Wednesday, March 4, 2009

Poetry Break: Unusual Form


Poem: Sleepover Conversation

Book: Technically, It's Not My Fault

Written by: John Grandits

Poetic Form: Concrete Poems

Publisher: Clarion Books, 2004

ISBN: 978-0-618-42833



Introduction:


Ask students if they have ever slept over at a friend's house, and what is their favorite part about spending the night somewhere else. After children have shared their answers, display a copy of the poem "Sleepover Conversation so they can see the form of the poem and how it is written for two voices. Share the poem using two distinct voices so students hear both characters.

Sleepover Conversation
by John Grandits

I like sleeping over. Your room is so cool.

Knock yourself out.

I will. You've got totally superior stuff.

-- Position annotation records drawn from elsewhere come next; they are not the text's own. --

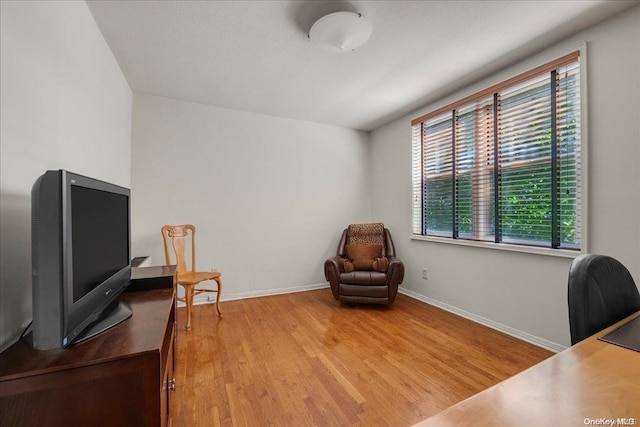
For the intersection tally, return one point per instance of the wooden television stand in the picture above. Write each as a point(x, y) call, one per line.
point(122, 377)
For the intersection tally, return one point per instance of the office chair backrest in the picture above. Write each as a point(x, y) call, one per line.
point(601, 292)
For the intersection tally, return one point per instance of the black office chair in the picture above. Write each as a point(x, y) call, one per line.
point(601, 292)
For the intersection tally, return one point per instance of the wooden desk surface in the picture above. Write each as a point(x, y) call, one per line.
point(582, 385)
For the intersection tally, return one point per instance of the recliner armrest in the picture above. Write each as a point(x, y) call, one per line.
point(332, 274)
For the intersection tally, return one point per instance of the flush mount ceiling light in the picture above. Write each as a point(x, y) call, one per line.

No. I mean it. Knock yourself out--
shut up, be quiet, go to sleep.

Let's talk for a while.

You talked all day. You never shut up.
Now go to sleep.

How come you always win at chess?

I'm smarter than you.

I think it's because you're four years older.

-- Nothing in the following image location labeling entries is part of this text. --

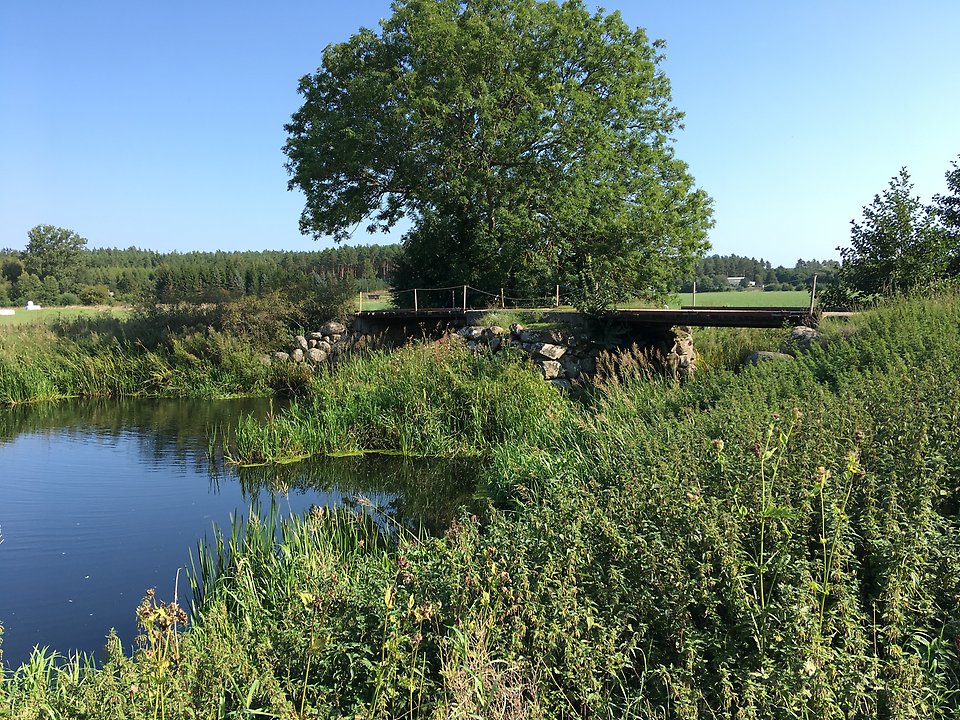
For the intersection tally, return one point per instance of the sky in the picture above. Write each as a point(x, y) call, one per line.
point(160, 125)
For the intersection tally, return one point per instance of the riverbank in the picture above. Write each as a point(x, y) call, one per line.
point(778, 541)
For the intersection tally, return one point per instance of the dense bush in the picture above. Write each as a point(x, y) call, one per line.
point(778, 542)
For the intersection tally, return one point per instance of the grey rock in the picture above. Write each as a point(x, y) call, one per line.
point(801, 338)
point(551, 369)
point(553, 352)
point(570, 365)
point(333, 328)
point(471, 332)
point(765, 356)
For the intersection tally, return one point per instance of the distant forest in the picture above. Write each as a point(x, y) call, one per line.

No, it's because I'm smarter.

I'm going to practice a lot, and
next time we come to visit, I'll beat you.

I'll still be four years older.
And I'll still be smarter.

I like Huggin' the Rail. I can win that game.

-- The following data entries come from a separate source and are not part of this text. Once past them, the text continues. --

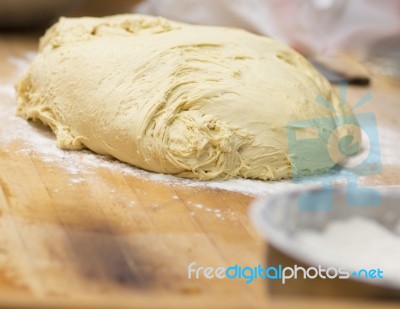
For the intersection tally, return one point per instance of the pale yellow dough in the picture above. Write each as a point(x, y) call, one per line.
point(194, 101)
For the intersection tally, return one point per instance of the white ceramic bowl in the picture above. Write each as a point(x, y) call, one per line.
point(282, 223)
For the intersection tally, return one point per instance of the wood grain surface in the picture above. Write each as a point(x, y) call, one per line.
point(120, 241)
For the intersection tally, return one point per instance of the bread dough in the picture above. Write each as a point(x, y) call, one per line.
point(193, 101)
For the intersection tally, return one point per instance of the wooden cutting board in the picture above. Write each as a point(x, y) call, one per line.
point(117, 240)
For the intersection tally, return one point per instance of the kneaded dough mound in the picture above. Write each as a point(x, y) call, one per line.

It's s stupid board game. It's just luck.
Whoever rolls the highest number wins.
No skill. All luck.

Don't be a sore loser.

I have a game we can play.

Great! What?

Who can stay quiet the longest.
Ready, set, GO!

Okay, I'll start. . .

. . .

. . .

. . .

. . .

. . .

Hey! No fair.

Extension:

Ask students what they think happened at the end of the poem. Can they get an idea of how old each boy is? Divide students into two groups and have each group read a specific part. Next, select two students to read each boy's part. Ask students how they liked hearing the poem the best--one narrator, two groups, or two individuals. Did it make a difference in how they enjoyed listening to the poem?